1953 – The European YCW

THE EUROPEAN YCW

Queen Juliana Receives the Delegates

EIGHTY-FIVE National leaders and chaplains, from all the fourteen national Young Christian Workers’ movements of Europe, met last week at Hilversum, in Holland. They came together to consider their progress on the national and Continental level, and to consider the role of the European YCW in the sphere of European Unity. The conference was honoured by the reception by Queen Juliana of a delegation consisting of Mgr. Joseph Cardijn, Founder of the YCW, Pat Keegan, International Secretary, a representative from each of the national delegations and the national leaders of Canada, the Philippines, Cuba and Senegal, who had been awarded scholarships by Unesco to enable them to take part in the Conference.

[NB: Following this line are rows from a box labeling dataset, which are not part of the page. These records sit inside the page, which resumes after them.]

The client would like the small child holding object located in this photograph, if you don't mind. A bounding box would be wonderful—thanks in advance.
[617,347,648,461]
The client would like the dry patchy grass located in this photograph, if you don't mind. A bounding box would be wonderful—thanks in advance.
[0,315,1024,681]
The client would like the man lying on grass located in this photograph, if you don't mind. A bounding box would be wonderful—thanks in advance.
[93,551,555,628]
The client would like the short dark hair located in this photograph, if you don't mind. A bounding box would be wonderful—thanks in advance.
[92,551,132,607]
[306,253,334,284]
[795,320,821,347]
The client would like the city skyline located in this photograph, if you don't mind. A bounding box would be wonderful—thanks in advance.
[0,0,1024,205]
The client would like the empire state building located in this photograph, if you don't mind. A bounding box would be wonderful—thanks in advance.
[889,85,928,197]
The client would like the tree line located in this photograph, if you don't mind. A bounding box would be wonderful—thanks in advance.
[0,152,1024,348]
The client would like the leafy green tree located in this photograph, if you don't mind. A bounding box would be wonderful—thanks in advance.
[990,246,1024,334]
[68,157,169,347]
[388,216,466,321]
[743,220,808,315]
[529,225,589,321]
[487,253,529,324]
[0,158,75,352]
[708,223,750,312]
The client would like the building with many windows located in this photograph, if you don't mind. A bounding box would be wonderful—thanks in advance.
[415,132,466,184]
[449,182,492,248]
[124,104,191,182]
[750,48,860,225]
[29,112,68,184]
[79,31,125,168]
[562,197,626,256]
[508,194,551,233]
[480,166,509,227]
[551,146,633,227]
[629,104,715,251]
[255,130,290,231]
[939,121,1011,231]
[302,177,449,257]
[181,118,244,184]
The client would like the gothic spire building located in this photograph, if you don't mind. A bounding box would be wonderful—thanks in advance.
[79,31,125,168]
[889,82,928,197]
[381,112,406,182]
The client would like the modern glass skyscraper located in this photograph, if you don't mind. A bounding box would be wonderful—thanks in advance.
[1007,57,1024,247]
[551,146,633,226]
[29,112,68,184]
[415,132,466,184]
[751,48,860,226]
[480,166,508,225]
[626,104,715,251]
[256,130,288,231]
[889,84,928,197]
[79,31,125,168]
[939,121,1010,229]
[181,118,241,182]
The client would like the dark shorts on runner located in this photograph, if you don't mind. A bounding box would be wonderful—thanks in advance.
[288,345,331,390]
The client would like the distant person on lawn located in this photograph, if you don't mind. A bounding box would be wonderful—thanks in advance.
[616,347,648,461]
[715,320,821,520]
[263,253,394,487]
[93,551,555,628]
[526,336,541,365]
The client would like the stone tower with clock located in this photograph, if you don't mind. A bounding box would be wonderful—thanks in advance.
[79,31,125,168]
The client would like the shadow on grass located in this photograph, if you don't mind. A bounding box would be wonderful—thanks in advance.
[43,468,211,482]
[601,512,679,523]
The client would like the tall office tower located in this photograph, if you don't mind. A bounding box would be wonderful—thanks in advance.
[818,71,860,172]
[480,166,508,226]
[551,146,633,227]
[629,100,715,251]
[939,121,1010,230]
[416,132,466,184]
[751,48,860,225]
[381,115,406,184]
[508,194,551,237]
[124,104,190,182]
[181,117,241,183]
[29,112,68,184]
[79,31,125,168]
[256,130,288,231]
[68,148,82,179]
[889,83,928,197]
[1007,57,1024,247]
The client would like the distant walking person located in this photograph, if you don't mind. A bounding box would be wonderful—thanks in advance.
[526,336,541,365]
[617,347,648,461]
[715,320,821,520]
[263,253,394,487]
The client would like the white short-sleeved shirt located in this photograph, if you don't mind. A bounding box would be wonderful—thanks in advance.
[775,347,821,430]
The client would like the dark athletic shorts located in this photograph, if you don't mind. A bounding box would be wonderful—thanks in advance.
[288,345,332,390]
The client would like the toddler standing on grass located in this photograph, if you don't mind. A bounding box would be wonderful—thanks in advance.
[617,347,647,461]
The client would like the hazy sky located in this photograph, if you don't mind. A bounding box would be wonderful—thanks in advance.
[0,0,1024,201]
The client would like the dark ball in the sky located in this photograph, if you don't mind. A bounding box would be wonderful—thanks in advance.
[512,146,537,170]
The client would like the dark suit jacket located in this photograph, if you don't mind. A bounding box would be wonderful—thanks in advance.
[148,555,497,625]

Mgr. Cardijn spoke on “The Mission of the YCW in Europe.” M. Delcourt, research officer of the French Christian Trades Unions, spoke on the Schuman Plan, calling for a closer study of the status of the young miner and steel worker. But, as Pat Keegan, the president of the conference, said : “The basis of a United Europe cannot be just a united economy. Unity must be based on a cultural and spiritual unity, which in turn must be based on an educated, alert citizenry.”

The conference is due to meet again, in 1955, in Austria, at the invitation of the Austrian YCW. In the meantime, to promote greater unity between the national movements, the International Committee was asked to organize exchanges of national and regional leaders, to assist in arranging study weeks between groups of two or three countries speaking the same languages, and to extend its work as a clearing-house for the exchange of information, results of enquiries and experiences and new initiatives. The national YCW’s were also asked to collaborate with the International in compiling a report on the religious life of the young workers of their countries. Nor were those present allowed to forget their responsibilities to the rest of the world. Mgr. Cardijn and Pat Keegan referred constantly to their visits to India, Ceylon, the Philippines and the Belgian Congo, and to the missionary needs of the Church in those lands. These needs were emphasized by the presence of the Unesco scholars and of priests from Ceylon and Mauritius. In response to requests frOm Bishops, the established YCW’s of Europe were asked to recruit from amongst their experienced leaders who would go out to the rapidly industrializing mission fields in the East, in Africa and in South America.